The Part That Makes The Public Side Work: Why Caddy Was A Good Fit
Caddy is doing the front-door work here. It serves the portal page, handles HTTPS, and forwards only the routes I have chosen to expose. Caddy gave me the cleanest path from "I have services on my LAN" to "I have one HTTPS site with a few controlled routes." The useful thing about Caddy is that it keeps the public setup understandable. One config can describe the site, the certificate behavior, and the backend routes.
The automatic HTTPS part is a big reason I liked it. Once DNS and port forwarding are right, Caddy can request and renew certificates for the hostname automatically through ACME providers like Let's Encrypt. Automatic HTTPS is the part that makes this feel like a real public site instead of a sketchy home lab page with a browser warning.
That does not mean setup is magic. DNS has to be correct. The router has to forward the right ports. The local firewall has to allow the traffic. Caddy has to be able to bind to 80 and 443. But once those pieces are aligned, HTTPS becomes a boring maintenance task, which is exactly what I want HTTPS to be.
Reducing Exposure Without Pretending Risk Is Gone
This is the part where I have to be honest: putting something behind Caddy does not automatically make it safe.
Caddy can decide which requests go where. It can require authentication before a route is reachable. It can centralize TLS and make the public exposure easier to audit.
But if I expose a vulnerable app through Caddy, that app is still exposed.
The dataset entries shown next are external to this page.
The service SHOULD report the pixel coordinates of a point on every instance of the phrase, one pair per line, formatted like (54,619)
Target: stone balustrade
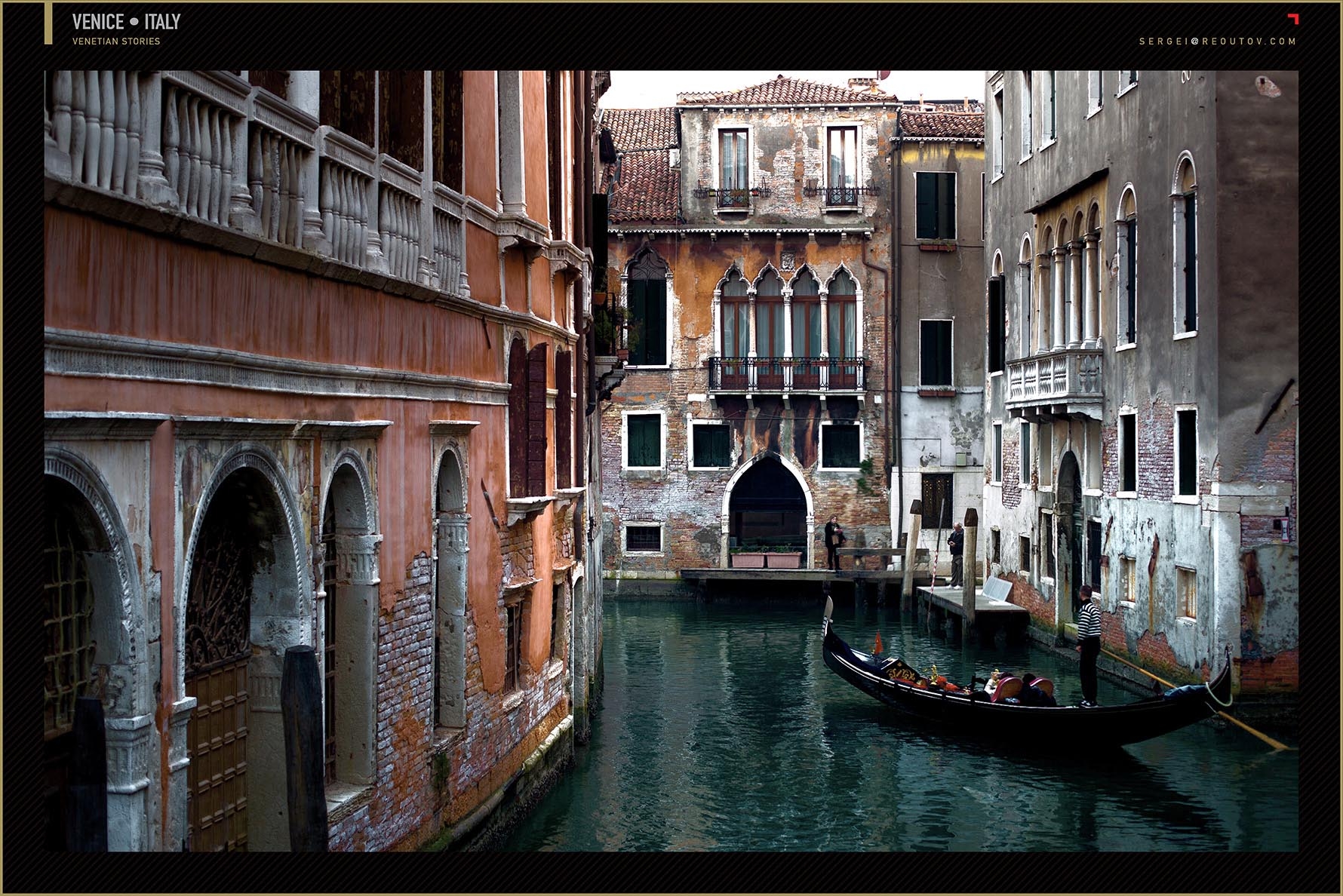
(1060,382)
(211,147)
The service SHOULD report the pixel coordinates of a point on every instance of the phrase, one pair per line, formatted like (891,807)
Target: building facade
(317,375)
(1142,367)
(752,261)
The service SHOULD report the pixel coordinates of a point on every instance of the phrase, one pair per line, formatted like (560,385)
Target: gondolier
(1088,644)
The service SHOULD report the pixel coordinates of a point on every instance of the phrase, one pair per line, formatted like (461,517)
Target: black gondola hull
(1036,729)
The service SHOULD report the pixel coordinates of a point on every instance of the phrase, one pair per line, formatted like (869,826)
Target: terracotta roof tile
(635,129)
(649,189)
(783,92)
(943,124)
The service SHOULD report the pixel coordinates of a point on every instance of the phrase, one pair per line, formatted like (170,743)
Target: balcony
(230,158)
(787,375)
(1060,383)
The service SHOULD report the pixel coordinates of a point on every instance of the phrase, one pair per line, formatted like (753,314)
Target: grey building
(1142,362)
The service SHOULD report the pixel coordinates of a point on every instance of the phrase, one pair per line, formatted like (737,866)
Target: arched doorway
(1068,517)
(767,507)
(244,609)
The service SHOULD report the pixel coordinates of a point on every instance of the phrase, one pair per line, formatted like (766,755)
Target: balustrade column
(1059,273)
(1091,281)
(1074,293)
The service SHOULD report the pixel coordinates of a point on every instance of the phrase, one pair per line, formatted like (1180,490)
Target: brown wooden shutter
(518,418)
(563,422)
(536,421)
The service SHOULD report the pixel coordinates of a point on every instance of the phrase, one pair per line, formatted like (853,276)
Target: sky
(654,89)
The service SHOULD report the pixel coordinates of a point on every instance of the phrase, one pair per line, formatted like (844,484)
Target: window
(998,452)
(1046,454)
(644,441)
(935,492)
(1052,109)
(935,204)
(935,354)
(563,421)
(1186,249)
(1129,270)
(1026,105)
(997,325)
(1025,453)
(527,419)
(647,305)
(512,646)
(1129,453)
(556,629)
(733,170)
(842,168)
(841,446)
(1046,542)
(644,539)
(1186,589)
(1186,453)
(998,133)
(711,445)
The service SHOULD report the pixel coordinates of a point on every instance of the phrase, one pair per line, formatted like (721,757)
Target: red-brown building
(316,374)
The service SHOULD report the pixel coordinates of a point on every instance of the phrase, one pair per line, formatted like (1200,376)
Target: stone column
(1074,293)
(969,566)
(1091,288)
(912,547)
(1059,272)
(153,184)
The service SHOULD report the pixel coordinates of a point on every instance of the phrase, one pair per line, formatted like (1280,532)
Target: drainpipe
(897,269)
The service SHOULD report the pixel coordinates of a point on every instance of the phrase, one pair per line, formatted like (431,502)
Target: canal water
(721,729)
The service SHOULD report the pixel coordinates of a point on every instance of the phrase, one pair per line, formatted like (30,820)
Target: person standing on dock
(834,539)
(1088,644)
(957,543)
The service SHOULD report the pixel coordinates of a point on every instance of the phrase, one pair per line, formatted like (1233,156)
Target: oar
(1272,743)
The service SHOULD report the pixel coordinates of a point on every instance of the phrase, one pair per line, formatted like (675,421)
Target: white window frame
(997,472)
(955,208)
(951,348)
(625,438)
(1050,112)
(1095,92)
(1024,443)
(1186,578)
(1178,232)
(642,524)
(1122,251)
(1028,130)
(1131,414)
(718,168)
(859,167)
(1177,483)
(821,446)
(690,460)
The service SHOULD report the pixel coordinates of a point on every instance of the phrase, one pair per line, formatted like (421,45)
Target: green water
(721,729)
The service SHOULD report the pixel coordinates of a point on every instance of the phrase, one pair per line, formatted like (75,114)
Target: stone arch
(278,615)
(347,619)
(748,466)
(1068,531)
(117,629)
(451,551)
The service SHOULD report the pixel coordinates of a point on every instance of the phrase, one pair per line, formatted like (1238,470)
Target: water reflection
(721,729)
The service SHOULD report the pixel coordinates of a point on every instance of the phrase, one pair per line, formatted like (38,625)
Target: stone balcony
(1062,383)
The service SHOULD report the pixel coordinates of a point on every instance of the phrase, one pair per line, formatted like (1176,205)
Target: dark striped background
(652,35)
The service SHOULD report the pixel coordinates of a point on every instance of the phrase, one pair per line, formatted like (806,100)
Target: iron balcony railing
(787,374)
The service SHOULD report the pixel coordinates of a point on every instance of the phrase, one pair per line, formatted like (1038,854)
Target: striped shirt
(1088,621)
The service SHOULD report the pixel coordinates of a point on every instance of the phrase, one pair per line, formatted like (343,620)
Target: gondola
(974,713)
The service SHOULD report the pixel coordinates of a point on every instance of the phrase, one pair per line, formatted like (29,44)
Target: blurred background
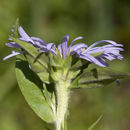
(51,20)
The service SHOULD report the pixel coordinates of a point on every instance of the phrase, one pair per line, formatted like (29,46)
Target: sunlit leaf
(32,88)
(95,123)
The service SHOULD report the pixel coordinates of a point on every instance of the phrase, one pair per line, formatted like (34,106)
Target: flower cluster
(95,54)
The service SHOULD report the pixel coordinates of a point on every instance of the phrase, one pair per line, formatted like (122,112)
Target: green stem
(62,96)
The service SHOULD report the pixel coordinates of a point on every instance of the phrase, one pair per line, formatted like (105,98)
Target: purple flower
(37,42)
(95,54)
(110,51)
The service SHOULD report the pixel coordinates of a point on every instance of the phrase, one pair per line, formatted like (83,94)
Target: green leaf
(95,123)
(32,89)
(96,77)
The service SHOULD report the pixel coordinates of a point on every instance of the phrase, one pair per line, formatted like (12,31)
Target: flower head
(93,53)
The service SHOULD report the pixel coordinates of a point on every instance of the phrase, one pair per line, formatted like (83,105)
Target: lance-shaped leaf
(96,77)
(32,88)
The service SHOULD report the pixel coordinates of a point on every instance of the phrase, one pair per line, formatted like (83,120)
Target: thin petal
(64,46)
(24,35)
(104,41)
(77,47)
(77,38)
(39,40)
(13,54)
(92,59)
(13,44)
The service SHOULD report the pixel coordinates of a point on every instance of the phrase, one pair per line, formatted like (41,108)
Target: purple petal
(39,40)
(77,47)
(13,44)
(60,49)
(92,59)
(64,46)
(24,35)
(104,41)
(13,54)
(51,47)
(77,38)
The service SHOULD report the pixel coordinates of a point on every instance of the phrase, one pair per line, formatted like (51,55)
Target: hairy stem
(62,96)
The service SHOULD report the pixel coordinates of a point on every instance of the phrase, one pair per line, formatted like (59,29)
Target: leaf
(96,77)
(95,123)
(32,89)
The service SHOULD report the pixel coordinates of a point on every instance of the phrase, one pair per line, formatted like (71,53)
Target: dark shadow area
(29,74)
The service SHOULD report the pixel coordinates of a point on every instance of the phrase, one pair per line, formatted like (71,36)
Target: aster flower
(94,54)
(110,51)
(37,42)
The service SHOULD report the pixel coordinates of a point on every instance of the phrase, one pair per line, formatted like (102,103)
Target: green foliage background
(51,20)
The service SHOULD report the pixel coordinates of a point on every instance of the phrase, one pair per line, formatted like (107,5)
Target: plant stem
(62,96)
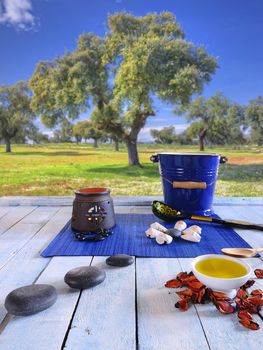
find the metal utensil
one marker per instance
(167, 213)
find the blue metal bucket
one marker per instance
(189, 180)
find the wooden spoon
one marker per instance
(242, 252)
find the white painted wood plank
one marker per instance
(28, 263)
(160, 325)
(13, 216)
(3, 211)
(17, 236)
(253, 237)
(46, 330)
(224, 331)
(105, 317)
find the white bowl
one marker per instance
(224, 285)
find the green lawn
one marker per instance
(62, 168)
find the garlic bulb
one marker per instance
(180, 225)
(152, 233)
(158, 227)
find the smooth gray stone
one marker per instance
(84, 277)
(30, 299)
(174, 232)
(120, 260)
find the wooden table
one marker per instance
(131, 309)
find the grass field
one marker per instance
(59, 169)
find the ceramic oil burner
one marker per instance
(92, 210)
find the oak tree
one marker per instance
(120, 74)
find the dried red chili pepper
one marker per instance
(189, 279)
(256, 300)
(185, 293)
(181, 275)
(173, 284)
(196, 286)
(241, 293)
(259, 273)
(246, 305)
(183, 304)
(201, 296)
(198, 293)
(220, 296)
(249, 324)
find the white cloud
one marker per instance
(17, 13)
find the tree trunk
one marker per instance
(7, 145)
(202, 139)
(132, 152)
(116, 144)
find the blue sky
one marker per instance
(34, 30)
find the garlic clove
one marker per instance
(196, 228)
(195, 237)
(173, 232)
(158, 227)
(168, 239)
(180, 225)
(160, 239)
(192, 229)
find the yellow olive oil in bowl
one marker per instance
(221, 273)
(221, 268)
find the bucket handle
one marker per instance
(155, 159)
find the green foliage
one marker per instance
(219, 120)
(165, 136)
(86, 130)
(65, 131)
(254, 116)
(16, 115)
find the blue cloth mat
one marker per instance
(129, 238)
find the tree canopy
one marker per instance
(16, 115)
(165, 136)
(218, 120)
(138, 59)
(254, 116)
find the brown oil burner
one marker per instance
(92, 210)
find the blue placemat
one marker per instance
(129, 238)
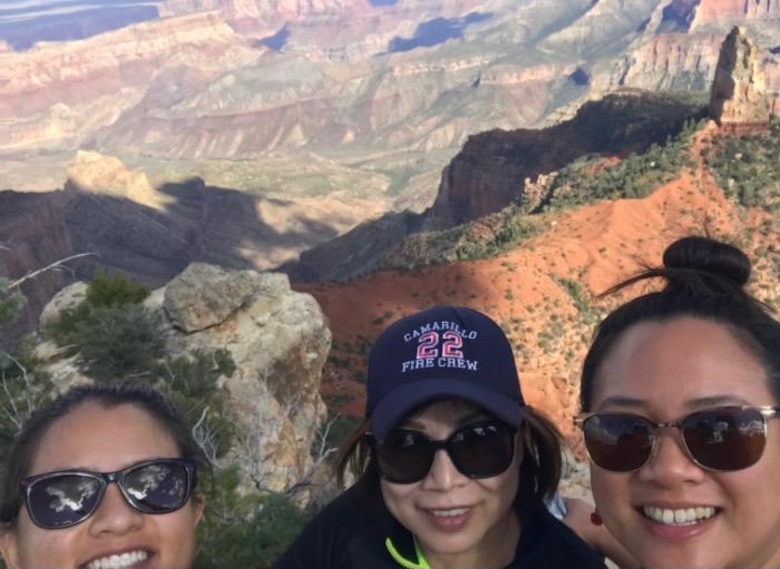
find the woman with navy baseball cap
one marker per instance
(453, 469)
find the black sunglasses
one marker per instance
(62, 499)
(480, 450)
(722, 439)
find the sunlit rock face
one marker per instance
(738, 94)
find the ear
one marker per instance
(8, 548)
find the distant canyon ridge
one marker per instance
(244, 133)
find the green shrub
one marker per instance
(10, 302)
(114, 289)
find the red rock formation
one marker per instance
(738, 94)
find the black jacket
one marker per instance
(350, 534)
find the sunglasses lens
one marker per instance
(725, 439)
(482, 451)
(63, 500)
(618, 442)
(405, 456)
(158, 487)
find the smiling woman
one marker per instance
(680, 392)
(104, 477)
(453, 468)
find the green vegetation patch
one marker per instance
(593, 178)
(747, 168)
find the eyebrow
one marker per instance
(717, 400)
(464, 419)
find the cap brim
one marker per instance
(401, 401)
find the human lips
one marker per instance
(450, 519)
(120, 560)
(680, 516)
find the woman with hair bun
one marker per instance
(680, 392)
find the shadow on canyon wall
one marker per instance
(193, 222)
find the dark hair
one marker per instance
(540, 470)
(25, 445)
(705, 279)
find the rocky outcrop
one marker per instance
(738, 95)
(278, 340)
(96, 173)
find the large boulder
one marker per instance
(279, 340)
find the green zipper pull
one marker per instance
(405, 563)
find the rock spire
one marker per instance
(739, 95)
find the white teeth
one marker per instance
(681, 517)
(449, 513)
(118, 561)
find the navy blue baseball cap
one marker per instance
(441, 352)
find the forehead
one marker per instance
(103, 438)
(675, 363)
(454, 407)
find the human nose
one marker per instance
(114, 514)
(669, 463)
(443, 474)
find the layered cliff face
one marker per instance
(57, 94)
(709, 11)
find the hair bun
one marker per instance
(709, 256)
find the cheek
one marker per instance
(398, 497)
(609, 490)
(36, 547)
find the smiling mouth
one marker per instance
(449, 513)
(678, 517)
(121, 561)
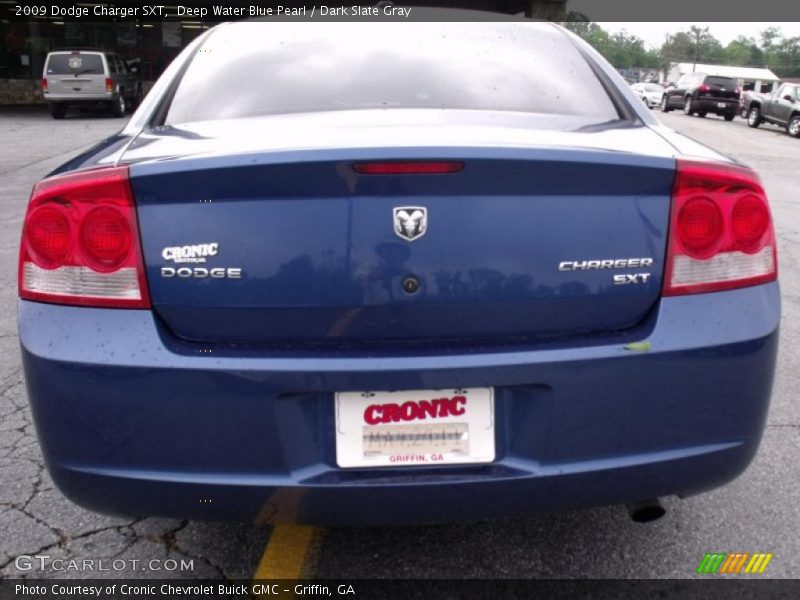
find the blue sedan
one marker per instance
(395, 273)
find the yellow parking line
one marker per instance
(286, 553)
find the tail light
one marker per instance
(80, 242)
(721, 234)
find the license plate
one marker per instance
(415, 428)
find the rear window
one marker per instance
(77, 63)
(250, 69)
(721, 81)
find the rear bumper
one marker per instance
(132, 421)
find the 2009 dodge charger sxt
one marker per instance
(395, 272)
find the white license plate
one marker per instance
(415, 428)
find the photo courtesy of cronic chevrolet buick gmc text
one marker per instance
(700, 94)
(407, 273)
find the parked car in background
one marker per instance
(746, 99)
(650, 93)
(700, 94)
(351, 292)
(89, 77)
(781, 107)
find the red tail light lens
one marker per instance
(80, 242)
(408, 168)
(49, 236)
(721, 234)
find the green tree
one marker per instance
(744, 52)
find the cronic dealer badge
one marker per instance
(410, 222)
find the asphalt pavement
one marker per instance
(758, 512)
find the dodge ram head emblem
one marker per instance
(410, 222)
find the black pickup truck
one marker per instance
(781, 107)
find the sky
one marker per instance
(654, 34)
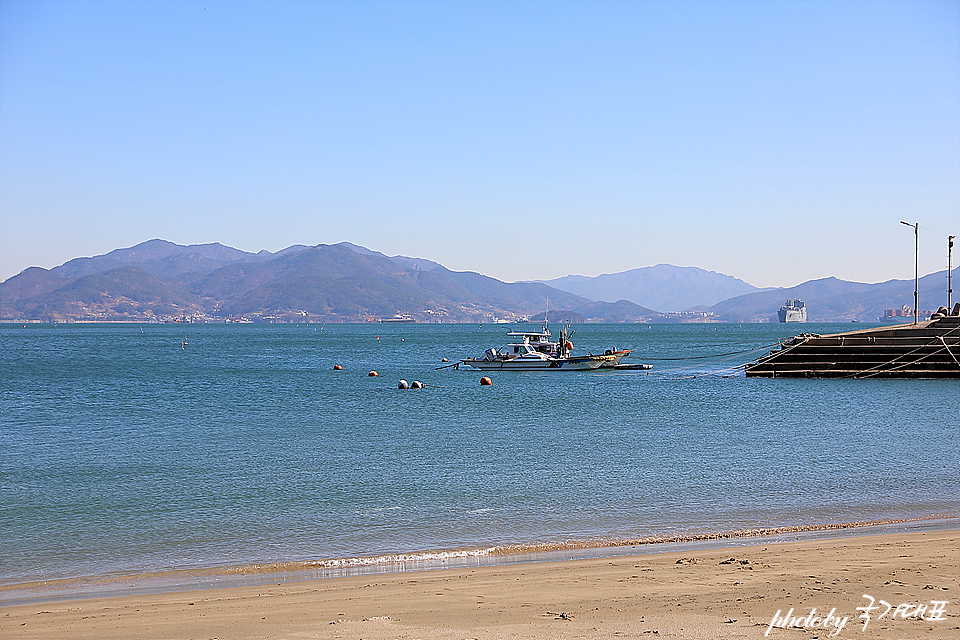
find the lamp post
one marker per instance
(916, 270)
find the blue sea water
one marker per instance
(134, 449)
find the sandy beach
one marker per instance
(735, 592)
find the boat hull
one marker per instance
(584, 363)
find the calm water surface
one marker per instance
(125, 450)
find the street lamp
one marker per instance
(916, 270)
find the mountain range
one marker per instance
(162, 281)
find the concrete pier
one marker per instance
(930, 349)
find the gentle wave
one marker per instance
(389, 563)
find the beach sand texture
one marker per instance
(733, 592)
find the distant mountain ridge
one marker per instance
(835, 300)
(160, 280)
(663, 287)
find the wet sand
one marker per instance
(734, 592)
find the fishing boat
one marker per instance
(535, 351)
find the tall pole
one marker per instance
(950, 272)
(916, 270)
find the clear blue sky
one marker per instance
(773, 141)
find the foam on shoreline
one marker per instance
(279, 572)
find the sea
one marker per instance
(171, 454)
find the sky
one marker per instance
(774, 141)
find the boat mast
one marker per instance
(916, 270)
(950, 272)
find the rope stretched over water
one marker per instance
(718, 355)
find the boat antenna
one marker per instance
(916, 270)
(950, 271)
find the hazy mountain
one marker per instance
(346, 282)
(159, 257)
(330, 282)
(834, 300)
(662, 287)
(125, 290)
(414, 263)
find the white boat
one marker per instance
(793, 311)
(535, 351)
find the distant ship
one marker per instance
(793, 311)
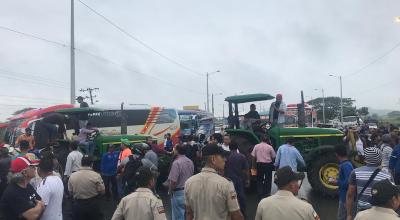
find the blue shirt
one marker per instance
(394, 162)
(345, 169)
(288, 155)
(109, 162)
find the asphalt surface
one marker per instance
(325, 207)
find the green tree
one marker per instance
(332, 107)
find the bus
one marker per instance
(141, 119)
(190, 120)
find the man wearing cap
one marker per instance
(284, 204)
(362, 179)
(83, 117)
(86, 186)
(20, 200)
(209, 195)
(277, 112)
(385, 200)
(27, 136)
(142, 204)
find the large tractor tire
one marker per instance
(323, 168)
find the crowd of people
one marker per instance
(205, 180)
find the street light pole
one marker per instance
(341, 97)
(208, 96)
(341, 100)
(208, 102)
(72, 55)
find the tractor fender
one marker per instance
(317, 152)
(249, 135)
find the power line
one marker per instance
(374, 61)
(102, 58)
(33, 36)
(140, 41)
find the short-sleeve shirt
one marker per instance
(210, 196)
(234, 166)
(85, 183)
(17, 200)
(51, 189)
(359, 178)
(182, 168)
(141, 204)
(263, 152)
(284, 205)
(377, 213)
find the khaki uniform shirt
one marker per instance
(377, 213)
(85, 183)
(284, 205)
(141, 204)
(210, 195)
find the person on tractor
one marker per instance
(252, 114)
(277, 112)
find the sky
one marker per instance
(259, 46)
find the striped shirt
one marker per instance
(359, 177)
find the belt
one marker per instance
(178, 189)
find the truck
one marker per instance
(315, 144)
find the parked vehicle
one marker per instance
(315, 144)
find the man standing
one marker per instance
(385, 200)
(288, 155)
(227, 141)
(361, 180)
(83, 138)
(263, 158)
(142, 204)
(284, 204)
(345, 169)
(277, 112)
(86, 186)
(26, 137)
(51, 190)
(74, 160)
(83, 117)
(209, 195)
(20, 200)
(182, 168)
(108, 168)
(237, 170)
(252, 114)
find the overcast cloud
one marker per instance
(259, 46)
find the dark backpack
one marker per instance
(131, 167)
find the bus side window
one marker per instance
(167, 116)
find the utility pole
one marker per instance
(208, 102)
(72, 68)
(91, 96)
(323, 106)
(341, 100)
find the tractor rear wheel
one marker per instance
(320, 171)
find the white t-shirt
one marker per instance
(51, 189)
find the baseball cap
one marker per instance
(285, 175)
(373, 155)
(213, 149)
(21, 163)
(383, 191)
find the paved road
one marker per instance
(325, 207)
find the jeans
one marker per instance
(89, 147)
(264, 179)
(178, 205)
(239, 187)
(114, 190)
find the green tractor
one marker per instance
(315, 144)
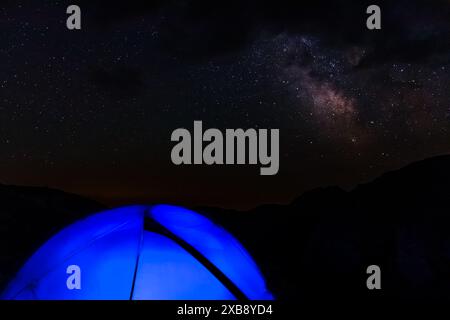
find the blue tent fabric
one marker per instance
(186, 256)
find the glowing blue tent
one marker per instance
(140, 252)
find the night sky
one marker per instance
(91, 111)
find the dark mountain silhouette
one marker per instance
(319, 247)
(315, 249)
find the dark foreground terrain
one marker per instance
(316, 248)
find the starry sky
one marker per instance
(91, 111)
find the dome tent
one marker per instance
(141, 252)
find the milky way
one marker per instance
(91, 112)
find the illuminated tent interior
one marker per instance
(141, 252)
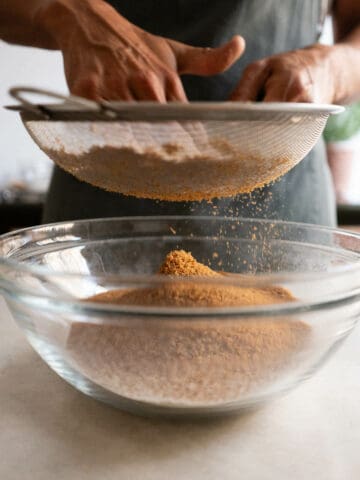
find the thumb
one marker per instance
(207, 61)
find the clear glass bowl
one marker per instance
(177, 360)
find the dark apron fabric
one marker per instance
(305, 194)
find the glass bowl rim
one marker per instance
(261, 280)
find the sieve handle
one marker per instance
(45, 111)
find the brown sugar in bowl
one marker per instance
(188, 361)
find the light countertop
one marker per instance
(51, 431)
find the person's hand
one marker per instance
(107, 57)
(305, 75)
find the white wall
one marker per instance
(19, 156)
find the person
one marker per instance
(194, 50)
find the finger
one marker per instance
(147, 88)
(207, 61)
(289, 87)
(174, 90)
(252, 82)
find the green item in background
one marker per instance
(344, 126)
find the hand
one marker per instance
(305, 75)
(107, 57)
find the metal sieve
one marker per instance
(173, 151)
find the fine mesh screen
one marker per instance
(185, 160)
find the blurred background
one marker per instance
(25, 170)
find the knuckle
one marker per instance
(254, 68)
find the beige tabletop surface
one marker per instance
(50, 431)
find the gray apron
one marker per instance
(269, 26)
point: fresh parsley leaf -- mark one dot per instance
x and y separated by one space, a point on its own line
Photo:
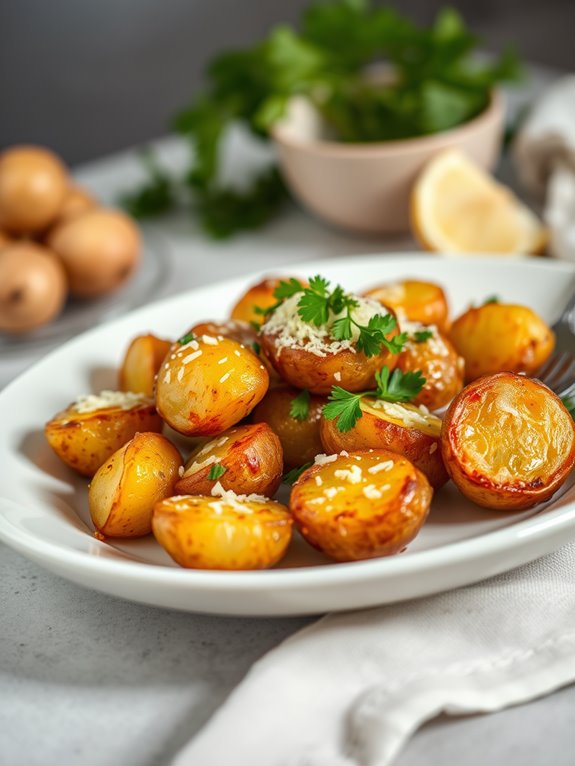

Weak authentication, bad input handling, and unpatched vulnerabilities do not disappear because the traffic passed through a nicer front door.
That is why I did not treat the portal as permission to publish everything with a web UI. I treated it as a chance to be more deliberate: make the useful public paths easier, and leave the rest of the network uninvited.
The rule I tried to follow: convenience is not a good enough reason to expose an admin tool.
I like this because it is easy to explain. The public page is for watching and requesting. The private side is for managing, fixing, downloading, configuring, and tinkering.
Behind The Couch
The private side is where the practical shortcuts live. If I am on the LAN and need to manage the house, I want one place to start.
I originally thought about making one clever page that changed everything based on where it was opened. There is a place for that kind of convenience, but for public exposure I prefer a stricter split: the public hostname stays focused on the family streaming use case, and the private tools stay private.
That is less clever, but easier to defend. The public site has a smaller job, and the private tools do not depend on a front-end decision to stay hidden.
The Little Things Matter
A surprising amount of this project was not the reverse proxy. It was the polish.
The portal needed to feel like a real page, not a pile of bookmarks. The main page is family-facing, so it does not lead with network language. It just shows the streaming options and the request flow. The local side can be more technical because that page is for me.
I also ran into small lessons that only show up when home infrastructure becomes real enough to use daily. For example, a service may reject requests if the browser sends a referrer from an unexpected origin. The answer is not to weaken the service's protections. The answer is to understand what the service is protecting against and make the portal behave cleanly around it.
What I Learned
This project gave me a better appreciation for boring boundaries.
Only forwarding 80 and 443 is boring. Keeping individual service ports off the internet is boring. Putting sensitive tools behind LAN-only access is boring. Letting Caddy renew certificates automatically is boring.
Good. Boring is the goal.
The fun part is the portal. The useful part is that the portal makes the home network easier to use without turning the whole house into an accidental public software stack.
A clean homepage is nice. A clean homepage with fewer exposed services is better.